Schweizer Presserat - Conseil suisse de la presse - Consiglio svizzero della stampa
Kritik ja, aber nur mit Belegen oder wenn erkennbar ist, dass es sich um eine Minderheitsposition handelt
Bern (ots)
Parteien: X. und Y. c. "NZZ"
Themen: Wahrheitspflicht / Unterschlagen von Informationen
Beschwerde gutgeheissen
Zusammenfassung
Am 9. Oktober 2023 veröffentlichte die "Neue Zürcher Zeitung" (NZZ) einen Beitrag, in dem die Sendungen des Schweizer Fernsehens der vergangenen 35 Jahre zur Klimathematik beschrieben wurden. Der Artikel trug den Titel "Das Schweizer Fernsehen schürt seit 35 Jahren Klimapanik - oft wider die Wissenschaft und gerne auch vor den Wahlen". Der Autor schrieb, in den Sendungen werde seit vielen Jahren Alarm geschlagen, obwohl eine wissenschaftliche Grundlage für diesen Alarmismus fehle.
Gegen diesen Artikel gingen beim Presserat zwei Beschwerden ein. Ein Beschwerdeführer sah im Satz "Die Wissenschaft sieht noch heute keine Trends zu mehr Extremereignissen" eine Verletzung von Ziffer 3 (Unterschlagen wichtiger Informationselemente).
Der Presserat hält fest, dass es nicht die Aufgabe des Presserats ist, wissenschaftliche Aussagen zum Klimawandel auf ihren Wahrheitsgehalt zu prüfen. Seine Aufgabe ist es jedoch zu prüfen, ob die im Journalistenkodex festgehaltene Wahrheitssuche befolgt wurde. Er beschäftigte sich deshalb mit der Frage, ob im Artikel wichtige Elemente von Informationen unterschlagen wurden. Dabei beschränkte er sich auf den beanstandeten Satz "Die Wissenschaft sieht noch heute keine Trends zu mehr Extremereignissen".

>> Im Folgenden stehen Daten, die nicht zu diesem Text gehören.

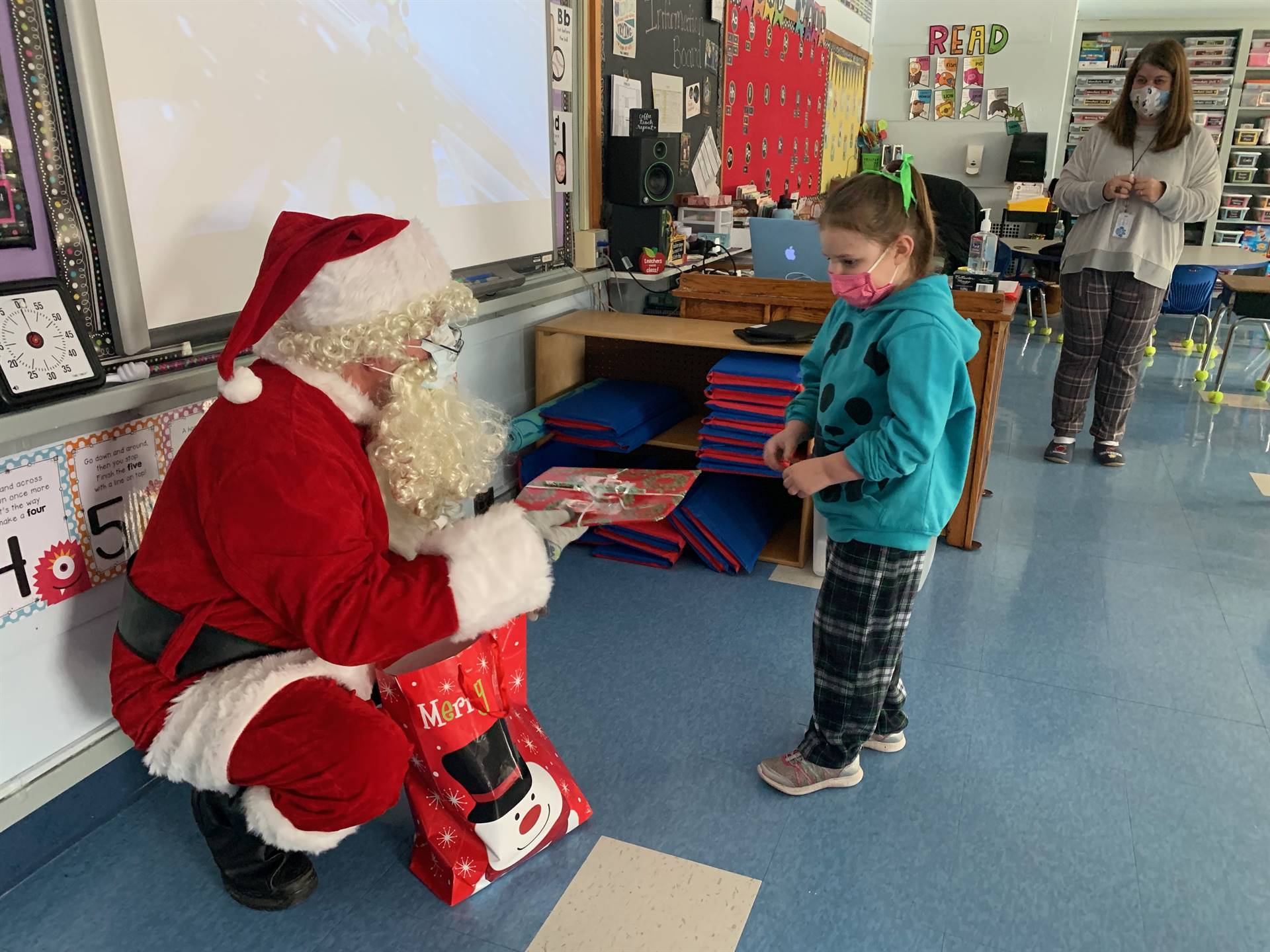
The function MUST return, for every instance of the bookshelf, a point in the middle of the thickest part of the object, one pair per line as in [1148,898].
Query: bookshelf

Der Presserat kam zum Schluss, dass die Debatten in der Wissenschaft Teil des Erkenntnisprozesses sind - und deshalb für die Wahrheitssuche fundamental wichtig. Doch hält er es für wichtig zu betonen, dass die Rolle des Weltklimarats IPCC nicht eine gewöhnliche ist. Der IPCC kann nicht als eine der vielen Positionen innerhalb einer Bandbreite von Meinungen und Erkenntnissen erachtet werden. Der IPCC gilt als Goldstandard der Klimaforschung, weil er eine Synthese aller Studien macht.

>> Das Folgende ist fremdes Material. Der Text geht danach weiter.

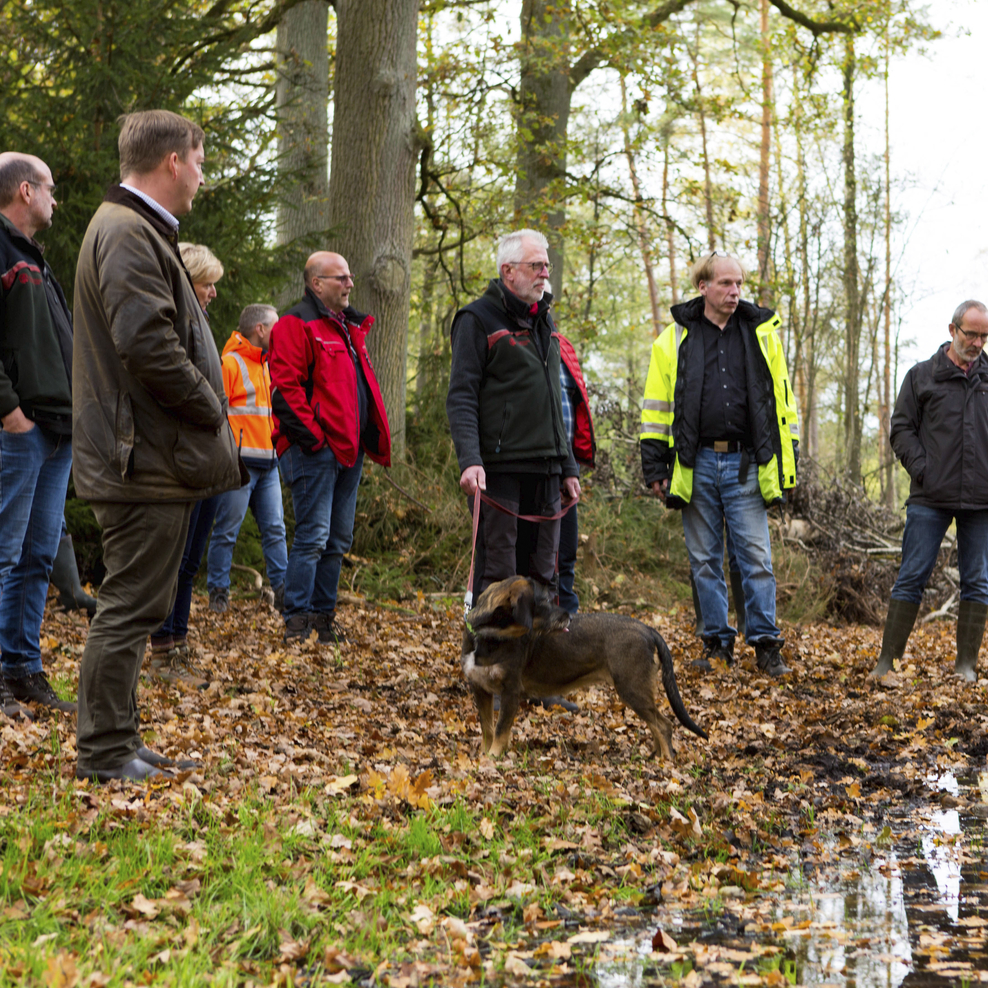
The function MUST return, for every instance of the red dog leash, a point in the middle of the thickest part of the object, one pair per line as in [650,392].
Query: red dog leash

Journalistinnen und Journalisten dürfen und sollen einen allgemein anerkannten Forschungsstand kritisch betrachten und hinterfragen. Wenn sie diesem aber widersprechen, sollten sie dazu Belege liefern oder zumindest sagen, dass es sich um eine Minderheitenposition handelt. Der Presserat rügt deshalb den beanstandeten Artikel.